Desculpe-me se sou grosseiro. Não estou interessado em conselhos. Não
necessito de ajuda neste sentido. Há uma mulher. Linda, como jamais vi
igual. Tenta me seduzir. Depois some misteriosamente como se fosse por acaso.
Não a conheço. Preciso saber o que quer. Se me ama. Trata-se de
alguém disfarçada para me enganar? Quer apenas se divertir? Como
encontrá-la? Se possível, endereço ou telefone. Não
peço para adivinhar o futuro, nem rever o passado. Desisto até
do presente. Peço apenas um nome... Pago qualquer preço, mas não
saio daqui sem um nome, porra...
Estranha essa atração entre homem e mulher! Os primeiros humanos
surgiram há mais de cinquenta mil anos. A História documentada
teria nascido com os Sumérios. Há dez mil. Há quatro mil,
as primeiras religiões monoteístas. Alguns séculos antes
de Cristo, as especulações existenciais. A Renascença ainda
estarrece. O potencial criativo dos homens parece infinito. O século
XX nasceu e morreu tentando descobrir a forma e o conteúdo do inconsciente
das pessoas. Ninguém foi capaz de levantar o véu desse mistério.

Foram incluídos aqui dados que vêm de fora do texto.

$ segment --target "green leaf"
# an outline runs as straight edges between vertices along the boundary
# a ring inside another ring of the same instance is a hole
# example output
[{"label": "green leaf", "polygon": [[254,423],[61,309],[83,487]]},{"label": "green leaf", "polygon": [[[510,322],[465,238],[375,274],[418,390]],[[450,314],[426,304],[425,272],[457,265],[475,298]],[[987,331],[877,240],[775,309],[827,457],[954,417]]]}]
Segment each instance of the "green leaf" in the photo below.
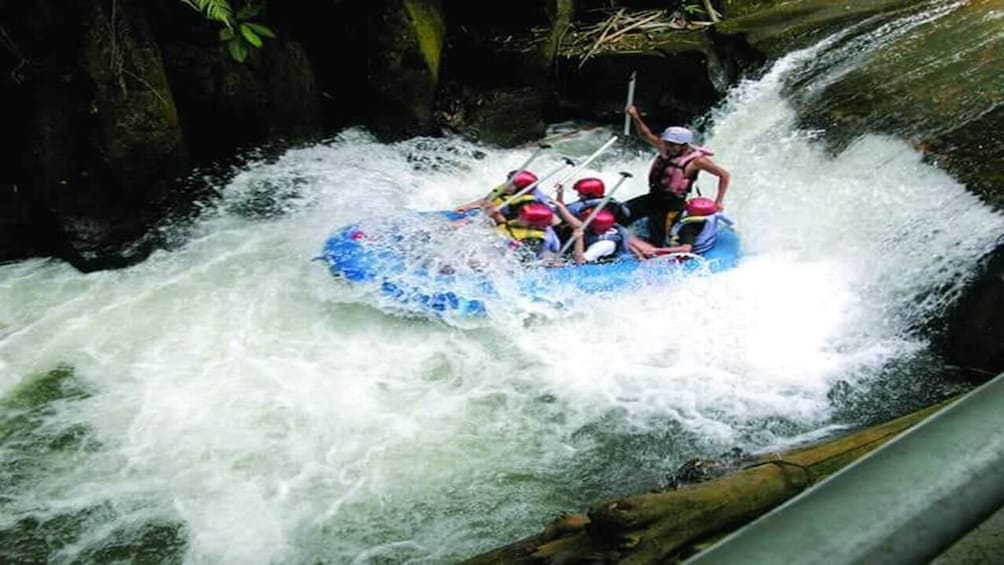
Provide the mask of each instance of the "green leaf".
[{"label": "green leaf", "polygon": [[243,63],[244,59],[248,58],[248,48],[236,37],[227,42],[227,51],[230,52],[230,57],[238,63]]},{"label": "green leaf", "polygon": [[182,2],[195,8],[210,20],[230,25],[234,11],[228,0],[182,0]]},{"label": "green leaf", "polygon": [[258,37],[258,35],[254,32],[254,30],[251,29],[250,26],[248,26],[247,24],[241,24],[240,30],[241,30],[241,35],[244,36],[244,39],[246,39],[248,43],[254,45],[255,47],[261,47],[261,38]]},{"label": "green leaf", "polygon": [[255,33],[257,33],[258,35],[260,35],[262,37],[267,37],[269,39],[275,39],[276,38],[275,32],[272,31],[272,29],[269,28],[268,26],[263,26],[261,24],[255,24],[255,23],[251,23],[251,22],[248,22],[246,25],[249,28],[251,28],[252,31],[254,31]]},{"label": "green leaf", "polygon": [[237,10],[237,20],[245,21],[257,16],[261,13],[261,4],[245,4],[241,6],[240,10]]},{"label": "green leaf", "polygon": [[234,30],[225,27],[220,30],[220,41],[230,41],[234,38]]}]

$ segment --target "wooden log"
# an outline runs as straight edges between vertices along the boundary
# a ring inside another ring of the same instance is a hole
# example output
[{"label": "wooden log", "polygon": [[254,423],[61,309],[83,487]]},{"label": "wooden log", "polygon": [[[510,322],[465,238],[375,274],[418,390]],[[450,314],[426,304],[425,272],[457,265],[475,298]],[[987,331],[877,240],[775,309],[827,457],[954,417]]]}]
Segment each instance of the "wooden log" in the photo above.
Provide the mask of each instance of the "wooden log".
[{"label": "wooden log", "polygon": [[875,450],[950,401],[819,445],[764,455],[724,477],[605,500],[587,516],[559,517],[537,536],[465,563],[623,563],[672,561],[736,529]]}]

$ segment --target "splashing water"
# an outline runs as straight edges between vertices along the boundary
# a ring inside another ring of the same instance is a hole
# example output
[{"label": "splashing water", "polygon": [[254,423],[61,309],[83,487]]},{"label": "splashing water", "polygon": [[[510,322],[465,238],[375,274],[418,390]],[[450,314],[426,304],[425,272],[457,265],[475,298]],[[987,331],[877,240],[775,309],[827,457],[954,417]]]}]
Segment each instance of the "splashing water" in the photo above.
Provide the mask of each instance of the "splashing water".
[{"label": "splashing water", "polygon": [[[779,92],[817,51],[712,116],[746,254],[725,273],[561,311],[511,294],[477,323],[397,316],[311,262],[326,236],[471,200],[526,151],[358,131],[246,166],[142,265],[0,267],[0,555],[451,562],[690,457],[855,423],[832,418],[834,386],[925,355],[918,328],[1004,218],[903,142],[832,156],[797,130]],[[593,172],[632,172],[626,199],[648,161]]]}]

Esse impulso esquisito impelindo macho e fêmea um para o outro. Às
vezes, a ponto de causar dependência tanto quanto uma droga pesada. Paradoxo.
O vazio do mundo esmagava-me o sossego. Enquanto toneladas de paixão
faziam flutuar o meu desejo muito além das nuvens...
Nunca vou esquecer aquela noite. Estava sentado à mesa de um bar, próximo
da estação do metrô, de costas para a entrada. Um sobressalto.
Talvez o maior da minha vida. Vindas de trás de mim, duas mãos
tépidas, tenras, olorosas cobriram-me os olhos. Percebi-as femininas.
"Adivinha quem é". Adivinhei. Retirei suas mãos ternamente
e tentei beijá-las com sofreguidão... Não permitiu. Voltei-me.
Era a Valquíria. Em corpo, sangue, alma e divindade. Escutei palavras
tão vulgares que me assusta ter coragem para escrevê-las aqui:
"Meu senhor, me perdoe pelo amor de Deus. Pensei que fosse o Manu..."
(19/01/2006)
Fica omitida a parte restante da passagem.